En effet, les mitochondries des glandes surrénales produisent l’hormone du stress, et elle se déplace vers d’autres mitochondries dans tout le corps, entraînant une réponse intégrée au stress. « Cela crée une belle diaphonie mitochondriale entre les organes qui n’a pas été beaucoup discutée ou développée », a déclaré Picard.
Lorsque les mitochondries s’ajustent en réponse à ces signaux, elles peuvent changer de forme, passant d’une forme de haricot à une structure allongée en forme de spaghetti, se séparer ou fusionner entre elles. La perturbation de ces processus de fusion et de fission peut entraîner des dommages cellulaires, voire la mort. Picard compare cette perturbation à l’isolement social – lorsque les mitochondries ne peuvent pas se parler, elles se portent moins bien.

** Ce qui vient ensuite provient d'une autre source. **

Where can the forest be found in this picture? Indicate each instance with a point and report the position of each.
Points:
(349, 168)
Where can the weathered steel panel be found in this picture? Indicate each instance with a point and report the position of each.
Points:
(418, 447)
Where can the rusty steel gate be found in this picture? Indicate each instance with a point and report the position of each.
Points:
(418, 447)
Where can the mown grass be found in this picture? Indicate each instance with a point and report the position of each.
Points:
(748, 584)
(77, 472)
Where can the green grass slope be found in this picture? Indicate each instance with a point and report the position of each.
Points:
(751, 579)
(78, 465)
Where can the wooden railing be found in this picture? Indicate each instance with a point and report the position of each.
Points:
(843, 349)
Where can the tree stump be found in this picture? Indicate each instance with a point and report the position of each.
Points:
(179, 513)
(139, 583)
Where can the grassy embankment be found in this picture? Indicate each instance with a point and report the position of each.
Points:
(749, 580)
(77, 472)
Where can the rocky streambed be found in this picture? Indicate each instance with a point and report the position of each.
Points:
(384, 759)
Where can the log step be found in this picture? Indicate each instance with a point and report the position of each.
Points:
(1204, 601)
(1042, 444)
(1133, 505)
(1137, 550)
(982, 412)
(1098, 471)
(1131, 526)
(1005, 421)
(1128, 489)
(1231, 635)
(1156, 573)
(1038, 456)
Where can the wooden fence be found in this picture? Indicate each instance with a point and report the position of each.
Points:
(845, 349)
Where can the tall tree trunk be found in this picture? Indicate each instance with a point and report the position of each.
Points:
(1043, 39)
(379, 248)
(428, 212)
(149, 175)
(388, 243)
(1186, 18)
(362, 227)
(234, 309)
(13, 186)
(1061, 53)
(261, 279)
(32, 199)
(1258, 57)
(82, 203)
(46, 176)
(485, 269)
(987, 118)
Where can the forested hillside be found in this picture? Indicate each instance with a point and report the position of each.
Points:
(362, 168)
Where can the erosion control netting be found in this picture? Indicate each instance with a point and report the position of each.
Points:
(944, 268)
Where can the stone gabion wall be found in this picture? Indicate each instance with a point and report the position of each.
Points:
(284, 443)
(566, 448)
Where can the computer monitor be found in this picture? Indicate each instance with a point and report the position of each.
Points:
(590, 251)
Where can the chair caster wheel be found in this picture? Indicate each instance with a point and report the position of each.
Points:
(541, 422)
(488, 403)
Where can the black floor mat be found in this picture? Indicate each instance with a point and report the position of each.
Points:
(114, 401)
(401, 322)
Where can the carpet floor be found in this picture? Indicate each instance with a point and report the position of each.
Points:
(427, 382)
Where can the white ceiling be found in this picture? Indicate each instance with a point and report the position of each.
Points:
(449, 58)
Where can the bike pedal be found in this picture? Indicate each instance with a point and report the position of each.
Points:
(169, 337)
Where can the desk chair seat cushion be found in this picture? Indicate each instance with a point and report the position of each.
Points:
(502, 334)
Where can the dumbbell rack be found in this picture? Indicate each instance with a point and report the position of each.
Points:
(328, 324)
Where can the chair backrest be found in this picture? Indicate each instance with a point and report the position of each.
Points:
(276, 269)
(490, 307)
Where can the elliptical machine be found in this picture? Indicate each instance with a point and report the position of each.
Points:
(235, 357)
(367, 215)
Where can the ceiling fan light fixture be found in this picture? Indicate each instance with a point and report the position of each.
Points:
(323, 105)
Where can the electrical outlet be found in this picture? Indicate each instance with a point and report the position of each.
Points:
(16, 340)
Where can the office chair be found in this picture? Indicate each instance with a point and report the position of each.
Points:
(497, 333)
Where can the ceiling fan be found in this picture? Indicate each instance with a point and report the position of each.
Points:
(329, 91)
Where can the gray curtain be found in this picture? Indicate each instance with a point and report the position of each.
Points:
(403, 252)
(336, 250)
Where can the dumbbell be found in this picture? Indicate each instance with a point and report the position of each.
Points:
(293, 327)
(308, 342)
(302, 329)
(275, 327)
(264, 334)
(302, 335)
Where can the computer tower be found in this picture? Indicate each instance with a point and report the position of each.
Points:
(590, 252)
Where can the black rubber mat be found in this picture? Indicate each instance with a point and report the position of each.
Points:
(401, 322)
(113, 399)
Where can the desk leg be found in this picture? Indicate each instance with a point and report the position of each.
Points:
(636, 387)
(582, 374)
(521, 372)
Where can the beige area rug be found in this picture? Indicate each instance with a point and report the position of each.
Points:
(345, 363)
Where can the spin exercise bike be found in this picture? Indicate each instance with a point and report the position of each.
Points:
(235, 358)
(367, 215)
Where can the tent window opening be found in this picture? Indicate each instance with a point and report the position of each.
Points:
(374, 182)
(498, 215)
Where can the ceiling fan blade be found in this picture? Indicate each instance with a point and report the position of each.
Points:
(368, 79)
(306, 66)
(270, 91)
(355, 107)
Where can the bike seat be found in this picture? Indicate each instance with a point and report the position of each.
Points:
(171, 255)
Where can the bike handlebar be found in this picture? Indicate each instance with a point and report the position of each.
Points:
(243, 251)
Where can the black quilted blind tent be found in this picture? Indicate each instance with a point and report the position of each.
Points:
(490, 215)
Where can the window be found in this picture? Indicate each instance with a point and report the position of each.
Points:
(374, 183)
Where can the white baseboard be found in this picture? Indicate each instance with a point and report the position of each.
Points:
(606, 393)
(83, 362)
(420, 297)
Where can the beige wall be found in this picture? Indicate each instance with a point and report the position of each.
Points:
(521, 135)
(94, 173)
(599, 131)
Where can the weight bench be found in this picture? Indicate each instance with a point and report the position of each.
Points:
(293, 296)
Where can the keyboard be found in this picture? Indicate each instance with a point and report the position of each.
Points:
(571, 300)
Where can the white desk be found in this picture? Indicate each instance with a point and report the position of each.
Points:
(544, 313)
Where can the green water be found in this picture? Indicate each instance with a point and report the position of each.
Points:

Déterminer comment le stress affecte les mitochondries dans les cellules du cerveau implique souvent de sacrifier des animaux – une pratique qui est évidemment hors de question avec les humains. Néanmoins, les quelques études qui ont trouvé des moyens d’explorer le problème chez les personnes ont trouvé des indications d’un lien.

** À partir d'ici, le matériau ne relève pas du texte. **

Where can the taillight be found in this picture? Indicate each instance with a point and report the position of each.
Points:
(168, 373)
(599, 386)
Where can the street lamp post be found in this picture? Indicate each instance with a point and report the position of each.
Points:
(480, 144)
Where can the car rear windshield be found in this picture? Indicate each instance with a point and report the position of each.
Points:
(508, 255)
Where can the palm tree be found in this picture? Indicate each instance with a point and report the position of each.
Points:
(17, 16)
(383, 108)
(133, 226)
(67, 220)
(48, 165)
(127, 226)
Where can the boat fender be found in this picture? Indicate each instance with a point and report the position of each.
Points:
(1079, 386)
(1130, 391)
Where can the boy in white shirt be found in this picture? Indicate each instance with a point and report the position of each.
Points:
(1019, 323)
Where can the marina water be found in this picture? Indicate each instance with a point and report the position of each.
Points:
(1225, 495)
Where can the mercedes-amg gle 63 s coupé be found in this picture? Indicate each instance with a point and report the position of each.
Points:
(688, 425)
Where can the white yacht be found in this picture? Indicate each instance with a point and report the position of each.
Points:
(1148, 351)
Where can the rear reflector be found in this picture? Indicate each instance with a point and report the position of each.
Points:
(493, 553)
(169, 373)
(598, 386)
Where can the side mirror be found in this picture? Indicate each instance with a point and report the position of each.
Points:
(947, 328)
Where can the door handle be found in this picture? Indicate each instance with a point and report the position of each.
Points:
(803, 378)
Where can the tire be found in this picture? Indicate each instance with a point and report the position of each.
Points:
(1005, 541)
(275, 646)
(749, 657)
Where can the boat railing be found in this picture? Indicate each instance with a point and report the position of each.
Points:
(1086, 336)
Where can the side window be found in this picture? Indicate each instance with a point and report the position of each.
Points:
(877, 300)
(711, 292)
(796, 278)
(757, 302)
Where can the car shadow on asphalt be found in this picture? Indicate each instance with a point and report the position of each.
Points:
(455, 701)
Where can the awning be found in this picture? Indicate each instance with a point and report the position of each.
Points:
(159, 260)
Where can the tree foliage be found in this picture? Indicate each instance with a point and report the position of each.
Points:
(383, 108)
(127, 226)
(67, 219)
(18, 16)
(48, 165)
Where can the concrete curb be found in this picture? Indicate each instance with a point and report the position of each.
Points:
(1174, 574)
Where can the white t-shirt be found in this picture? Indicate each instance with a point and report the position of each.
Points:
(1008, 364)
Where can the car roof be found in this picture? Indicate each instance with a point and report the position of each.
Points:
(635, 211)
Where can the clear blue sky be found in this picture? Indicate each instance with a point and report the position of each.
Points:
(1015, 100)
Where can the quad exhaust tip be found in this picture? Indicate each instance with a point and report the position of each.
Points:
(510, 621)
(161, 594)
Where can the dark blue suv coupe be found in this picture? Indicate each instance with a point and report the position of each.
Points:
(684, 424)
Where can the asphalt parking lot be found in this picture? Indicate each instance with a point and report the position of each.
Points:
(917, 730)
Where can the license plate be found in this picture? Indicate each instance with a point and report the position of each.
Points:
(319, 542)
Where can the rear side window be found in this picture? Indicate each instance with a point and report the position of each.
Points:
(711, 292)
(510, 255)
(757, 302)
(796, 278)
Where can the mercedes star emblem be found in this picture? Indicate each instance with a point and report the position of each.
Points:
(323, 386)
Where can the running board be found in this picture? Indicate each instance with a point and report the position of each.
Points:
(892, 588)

L’une d’entre elles était une étude de 2019 dans Psychoneuroendocrinology, dirigée par Caroline Trumpff, une chercheuse postdoctorale dans le laboratoire de Picard. Elle et ses collaborateurs Anna Marsland et Brett Kaufman de l’Université de Pittsburgh ont examiné un petit échantillon d’adultes d’âge moyen en bonne santé et ont trouvé une association entre un stress psychologique aigu et une augmentation rapide de courts segments d’ADN mitochondrial flottant à l’extérieur des cellules. Ces morceaux d’ADN mitochondrial sont normalement libérés lors d’événements dommageables liés à une blessure ou à une maladie. L’effet était plus prononcé chez les hommes que chez les femmes.
Identifier comment ce type de dommage mitochondrial lié au stress se produit est un travail en cours. Une explication probable est que la suractivité des mitochondries en réponse au stress leur fait générer plus de molécules appelées espèces réactives de l’oxygène, qui peuvent être toxiques pour les cellules, a déclaré Sandi.